ISIS now controls 50% Syrian territory

 

 

By The Daily Journalist.

 

After ISIS took the ancient City of Palmyra, March 19, it controls half the provinces in Syria.  

The terrorist group Islamic State (ISIS, its acronym in English) is present in over 50% of Syrian territory, after taking most of the country’s central desert where the monumental city of Palmyra is located, it was taken yesterday as jihadists and activists reported this Thursday.

The Syrian Observatory for Human Rights said that the radicals are spread over 95,000 square kilometers of Syria and are strong in nine provinces: Homs, Al Raqa, Deir al-Zur, Al Hasaka, Hama, Aleppo, Damascus, Rif Damascus and Sueida .

Thus, the extremists expand from east to west by an area stretching from the south of Mount Abdelaziz and the village of Al Hul, in Al Hasaka (northeast) to the periphery of Marea in Aleppo (north), passing for most of Deir al Zur and Al Raqa (northeast) and the Syrian central desert.

To the south, the jihadists controlled areas east of Damascus, as well as parts of the Palestinian refugee camp of Yarmouk and Al Hajar al Aswad district, south of the capital, and points north of Sueida (south).

Furthermore, in the southern province of Deraa, there are groups that are suspected ISIS loyalists.
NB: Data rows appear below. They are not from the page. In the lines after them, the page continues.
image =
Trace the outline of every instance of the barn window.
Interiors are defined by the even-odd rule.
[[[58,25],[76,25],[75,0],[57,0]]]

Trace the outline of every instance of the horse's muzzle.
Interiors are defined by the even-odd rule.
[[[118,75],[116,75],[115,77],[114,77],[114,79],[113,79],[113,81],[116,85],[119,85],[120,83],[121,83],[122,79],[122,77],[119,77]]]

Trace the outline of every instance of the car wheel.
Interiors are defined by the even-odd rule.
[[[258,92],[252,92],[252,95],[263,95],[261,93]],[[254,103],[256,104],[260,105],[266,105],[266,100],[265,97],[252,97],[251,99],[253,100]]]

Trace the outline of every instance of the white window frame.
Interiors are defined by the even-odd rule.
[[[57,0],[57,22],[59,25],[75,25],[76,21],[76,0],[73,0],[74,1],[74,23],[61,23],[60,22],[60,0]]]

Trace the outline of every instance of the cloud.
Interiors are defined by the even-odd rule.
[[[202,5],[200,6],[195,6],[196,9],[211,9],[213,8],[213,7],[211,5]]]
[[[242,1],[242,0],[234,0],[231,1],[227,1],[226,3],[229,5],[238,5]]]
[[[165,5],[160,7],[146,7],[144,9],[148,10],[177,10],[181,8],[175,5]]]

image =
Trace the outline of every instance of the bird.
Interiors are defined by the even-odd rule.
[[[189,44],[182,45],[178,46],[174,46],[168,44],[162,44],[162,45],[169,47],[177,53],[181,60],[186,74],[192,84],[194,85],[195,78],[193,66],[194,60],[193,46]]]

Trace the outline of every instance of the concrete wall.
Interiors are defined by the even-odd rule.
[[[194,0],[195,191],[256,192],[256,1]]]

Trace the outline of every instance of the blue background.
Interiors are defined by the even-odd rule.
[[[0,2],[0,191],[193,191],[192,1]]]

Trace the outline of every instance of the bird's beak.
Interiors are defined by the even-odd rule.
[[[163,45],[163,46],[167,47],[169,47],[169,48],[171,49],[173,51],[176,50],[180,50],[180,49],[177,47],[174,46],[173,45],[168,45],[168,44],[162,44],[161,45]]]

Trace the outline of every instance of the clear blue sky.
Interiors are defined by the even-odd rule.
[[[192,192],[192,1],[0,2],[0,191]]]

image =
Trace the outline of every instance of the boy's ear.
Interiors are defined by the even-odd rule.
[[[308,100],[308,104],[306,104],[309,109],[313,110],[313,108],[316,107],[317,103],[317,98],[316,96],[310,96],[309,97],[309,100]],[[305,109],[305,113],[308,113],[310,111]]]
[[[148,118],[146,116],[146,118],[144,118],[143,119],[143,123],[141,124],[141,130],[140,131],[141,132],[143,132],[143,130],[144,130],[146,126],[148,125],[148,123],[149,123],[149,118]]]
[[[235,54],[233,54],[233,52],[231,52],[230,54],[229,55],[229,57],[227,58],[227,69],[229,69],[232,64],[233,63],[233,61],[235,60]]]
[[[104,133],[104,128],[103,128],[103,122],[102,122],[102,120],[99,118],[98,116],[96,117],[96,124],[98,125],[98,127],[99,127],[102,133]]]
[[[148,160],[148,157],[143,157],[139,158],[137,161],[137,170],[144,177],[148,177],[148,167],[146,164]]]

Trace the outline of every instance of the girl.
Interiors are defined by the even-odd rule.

Radicals are holding most of the country’s gas fields, minus the site of Al Shaer, in the east of Homs and in the hands of the regime, and the Ramilan in the hands of the People’s Protection Units -milicias Kurdish sirias- in Al Hasaka.

Caliphate in Syria and Iraq

ISIS proclaimed in the end of June 2014 a caliphate in Syria and Iraq. The extremists have managed to expand in the Syrian territory despite the bombing of the international coalition, beginning on September 23.

Analysts polled by different agencies stressed yesterday that these air strikes are “ineffective” and that what is needed to stop the ISIS are “boots on the ground”.